URI: 
       # taz.de -- Räumungsprozess um die Rigaer Straße 94: Chance auf 650 Euro kalt
       
       > Das Gericht schlägt in einer mündlichen Verhandlung eine Legalisierung
       > der Kadterschmiede vor. Beide Seiten wollen nun über den Vorschlag
       > beraten.
       
   IMG Bild: In der Kadterschmiede dürfte diese Woche über den Vorschlag des Gerichts pleniert werden
       
       Berlin taz | Am Ende gab es eine überraschende Wendung in der unendlichen
       Geschichte: Die Richterin im Zivilstreit um die Räumung der Autonomenkneipe
       Kadterschmiede in der [1][teilbesetzten Rigaer Straße 94] fragte die
       Vorständ*innen des Unterstützervereins: „Kann man das nicht auf
       friedliche Beine stellen mit einem Nutzungsvertrag?“ Es sei „doch irre“,
       was allein an Kosten durch Verfahren entstanden sei. Gäbe es nicht die
       grundsätzliche Bereitschaft beim Verein, „nach vorne zu gucken“ und Zeit
       sowie Kosten für sinnvollere Dinge einzusetzen?
       
       Obwohl eine gütliche Einigung zwischen der Kadterschmiede und der
       Immobilienfirma Lafone zuvor bereits gescheitert war, regte die Richterin
       während der mündlichen Hauptverhandlungen am Montag noch mal einen
       verlockend klingenden „Vergleich auf Widerruf“ an. Das Gericht schlug vor,
       die Nutzung der Kadterschmiede mit einem Mietvertrag ab dem 1. März für 650
       Euro monatlich zu legalisieren – bei gleichzeitigem Verzicht auf
       rückwirkende Entschädigungen des anonymen Eigentümers.
       
       Zwei Vorständ*innen des Vereins „Freunde der Kadterschmiede“ – eine
       Person mit einem brennenden Polizeiauto auf dem Shirt und die andere halb
       versteckt unter einer Kapuze nebst obligatorischem Mundschutz – blieben
       eine direkte Antwort zwar schuldig, aber flüsterten nach kurzer Beratung
       einem ihrer Vertreter etwas zu.
       
       Ihr Rechtsanwalt Lukas Theune sagte danach: „Grundsätzlich wäre das schon
       was.“ Allerdings dürfe man auch nicht aus dem Blick verlieren, dass noch
       Räumungsklagen in mehreren Wohnverhältnissen anhängig seien, die einer
       Gesamtbefriedung im Weg stünden, so Theune.

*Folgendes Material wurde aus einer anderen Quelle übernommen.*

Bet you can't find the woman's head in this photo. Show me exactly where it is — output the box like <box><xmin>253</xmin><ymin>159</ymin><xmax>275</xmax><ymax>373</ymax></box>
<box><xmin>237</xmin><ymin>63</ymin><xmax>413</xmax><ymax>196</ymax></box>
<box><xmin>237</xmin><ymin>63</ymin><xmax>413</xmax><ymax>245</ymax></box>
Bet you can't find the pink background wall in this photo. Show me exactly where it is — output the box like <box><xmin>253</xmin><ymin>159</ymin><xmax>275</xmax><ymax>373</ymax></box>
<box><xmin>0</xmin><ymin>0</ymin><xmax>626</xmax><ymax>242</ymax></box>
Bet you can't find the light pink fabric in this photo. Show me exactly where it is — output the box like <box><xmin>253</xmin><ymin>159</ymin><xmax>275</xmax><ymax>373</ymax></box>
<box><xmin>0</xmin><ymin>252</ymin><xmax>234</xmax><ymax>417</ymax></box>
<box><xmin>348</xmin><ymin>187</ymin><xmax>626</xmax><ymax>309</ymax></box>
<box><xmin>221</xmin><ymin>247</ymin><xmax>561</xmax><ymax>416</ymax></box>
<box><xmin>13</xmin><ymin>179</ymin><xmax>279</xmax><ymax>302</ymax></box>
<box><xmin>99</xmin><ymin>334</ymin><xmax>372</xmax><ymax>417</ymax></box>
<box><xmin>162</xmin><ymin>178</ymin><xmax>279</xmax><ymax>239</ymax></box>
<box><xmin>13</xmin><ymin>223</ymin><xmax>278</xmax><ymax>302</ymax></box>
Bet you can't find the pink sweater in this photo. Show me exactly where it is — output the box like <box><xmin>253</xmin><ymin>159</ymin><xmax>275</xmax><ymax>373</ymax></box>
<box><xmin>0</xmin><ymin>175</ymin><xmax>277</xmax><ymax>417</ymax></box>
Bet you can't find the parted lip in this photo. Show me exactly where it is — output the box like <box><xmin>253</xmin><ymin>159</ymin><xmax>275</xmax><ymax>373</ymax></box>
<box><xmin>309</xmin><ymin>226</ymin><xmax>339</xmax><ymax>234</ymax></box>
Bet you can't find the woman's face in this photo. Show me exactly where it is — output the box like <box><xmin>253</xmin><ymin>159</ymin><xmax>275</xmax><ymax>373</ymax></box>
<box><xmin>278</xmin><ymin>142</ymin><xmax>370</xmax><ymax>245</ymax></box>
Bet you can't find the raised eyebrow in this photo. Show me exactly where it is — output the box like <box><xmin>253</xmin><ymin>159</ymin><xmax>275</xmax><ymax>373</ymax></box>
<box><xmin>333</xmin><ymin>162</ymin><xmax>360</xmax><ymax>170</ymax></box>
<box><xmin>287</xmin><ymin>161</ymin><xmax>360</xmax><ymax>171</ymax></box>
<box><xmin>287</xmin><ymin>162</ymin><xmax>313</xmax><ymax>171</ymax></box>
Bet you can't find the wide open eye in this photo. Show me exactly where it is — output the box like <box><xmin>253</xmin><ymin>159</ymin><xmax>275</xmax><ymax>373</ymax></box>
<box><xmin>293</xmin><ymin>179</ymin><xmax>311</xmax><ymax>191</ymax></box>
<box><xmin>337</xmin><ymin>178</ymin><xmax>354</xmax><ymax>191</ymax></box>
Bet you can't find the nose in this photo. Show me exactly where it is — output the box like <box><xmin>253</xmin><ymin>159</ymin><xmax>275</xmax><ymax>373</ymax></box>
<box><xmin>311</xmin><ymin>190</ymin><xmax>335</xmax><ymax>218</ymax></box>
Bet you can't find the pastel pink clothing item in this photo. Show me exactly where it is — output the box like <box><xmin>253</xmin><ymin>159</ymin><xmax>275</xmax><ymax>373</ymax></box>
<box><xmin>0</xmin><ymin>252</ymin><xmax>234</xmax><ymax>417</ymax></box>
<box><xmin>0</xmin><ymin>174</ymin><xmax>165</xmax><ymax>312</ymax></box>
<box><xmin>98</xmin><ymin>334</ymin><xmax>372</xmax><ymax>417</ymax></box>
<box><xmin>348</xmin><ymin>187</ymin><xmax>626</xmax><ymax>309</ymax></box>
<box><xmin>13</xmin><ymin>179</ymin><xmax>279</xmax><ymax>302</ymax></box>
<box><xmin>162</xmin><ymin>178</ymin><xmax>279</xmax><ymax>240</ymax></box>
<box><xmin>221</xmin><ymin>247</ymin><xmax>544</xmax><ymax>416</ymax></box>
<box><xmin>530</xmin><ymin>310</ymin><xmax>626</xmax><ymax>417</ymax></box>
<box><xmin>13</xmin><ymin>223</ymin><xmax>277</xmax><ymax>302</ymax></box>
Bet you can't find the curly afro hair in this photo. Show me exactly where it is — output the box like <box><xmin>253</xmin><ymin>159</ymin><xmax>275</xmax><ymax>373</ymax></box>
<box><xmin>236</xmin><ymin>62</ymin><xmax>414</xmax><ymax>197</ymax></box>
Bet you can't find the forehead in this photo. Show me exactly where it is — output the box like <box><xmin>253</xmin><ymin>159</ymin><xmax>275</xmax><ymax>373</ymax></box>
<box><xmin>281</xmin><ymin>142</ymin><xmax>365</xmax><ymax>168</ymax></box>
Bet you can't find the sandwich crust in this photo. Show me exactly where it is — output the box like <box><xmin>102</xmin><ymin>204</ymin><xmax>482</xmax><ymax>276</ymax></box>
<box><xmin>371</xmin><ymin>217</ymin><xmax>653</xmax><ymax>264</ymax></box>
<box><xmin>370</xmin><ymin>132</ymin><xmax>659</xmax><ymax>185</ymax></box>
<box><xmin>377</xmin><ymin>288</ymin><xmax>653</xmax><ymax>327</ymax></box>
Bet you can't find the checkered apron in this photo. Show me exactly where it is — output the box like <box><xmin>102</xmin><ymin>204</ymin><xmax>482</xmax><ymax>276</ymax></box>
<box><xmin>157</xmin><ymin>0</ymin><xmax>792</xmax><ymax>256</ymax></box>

Aber klar wolle man in den
       Räumen bleiben und wäre bereit, darüber ins Gespräch zu kommen.
       
       ## „Basisdemokratische Entscheidung erforderlich“
       
       Zu dem von der Richterin angeregten „Vergleich auf Widerruf“ kam es
       allerdings nicht. Zwar erklärte sich der Kläger, die Lafone Investments
       Ltd., eine englische Briefkastenfirma, deren Rechtsfähigkeit strittig ist,
       zu einer vorläufigen Einigung bereit. Aber der Verein „Freunde der
       Kadterschmiede“ will alles zunächst intern diskutieren – „es ist eine
       basisdemokratische Entscheidung erforderlich“, hieß es.
       
       Vor dieser Wendung hatten sich beide Parteien in altbewährter Manier
       darüber gestritten, ob die Briefkastenfirma überhaupt rechtsfähig sei. Oder
       ob die britische Limited als dubioses Firmenkonstrukt nicht spätestens mit
       dem Brexit niemanden in Deutschland verklagen könne.
       
       Die Vorsitzende Richterin ließ durchblicken, dass dieser Nachweis
       tatsächlich schwierig werden könnte für die Eigentümer. Zumal der Eindruck
       entstanden sei, dass die Haupttätigkeit der in England Steuern zahlenden
       Gesellschaft in Berlin läge. Bei einem parallelen Räumungsverfahren gegen
       einen Bewohner am Amtsgericht Kreuzberg will das Gericht über diese
       knifflige Frage [2][ein Gutachten einholen].
       
       Nun haben beide Seiten erneut Bedenkzeit und Gelegenheit, ergänzende
       Ausführungen zur mündlichen Verhandlung zu machen. Kommt es zu keiner
       Einigung, soll ein Urteil am 21. März fallen – wie gewohnt unter scharfen
       Sicherheitsauflagen.
       
       7 Feb 2022
       
       ## LINKS
       
   DIR [1] /Rigaer94/!t5320642
   DIR [2] https://www.morgenpost.de/berlin/article234479177/Gutachten-soll-Eigentuemerfrage-um-Rigaer-94-klaeren.html
       
       ## AUTOREN
       
   DIR Gareth Joswig
       
       ## TAGS
       
   DIR Rigaer Straße
   DIR Schwerpunkt Gentrifizierung in Berlin
   DIR Soziale Bewegungen
   DIR Rigaer94
   DIR Rigaer94
   DIR Rigaer Straße
   DIR Wochenkommentar
   DIR Justiz
   DIR Köpi
   DIR Rigaer94
       
       ## ARTIKEL ZUM THEMA
       
   DIR Kadterschmiede in der Rigaer Straße 94: Eigentümer verliert weiter
       
       Erneut scheitert die Rigaer94-Eigentümerfirma mit einer Räumungsklage gegen
       die Kneipe Kadterschmiede. Ihr Problem ist ihre Struktur.
       
   DIR Klage gegen Mieter*innen der Rigaer 94: Mieter wechsel dich
       
       Im Konflikt um eine Mieterin der Rigaer 94 ist noch keine Einigung erzielt.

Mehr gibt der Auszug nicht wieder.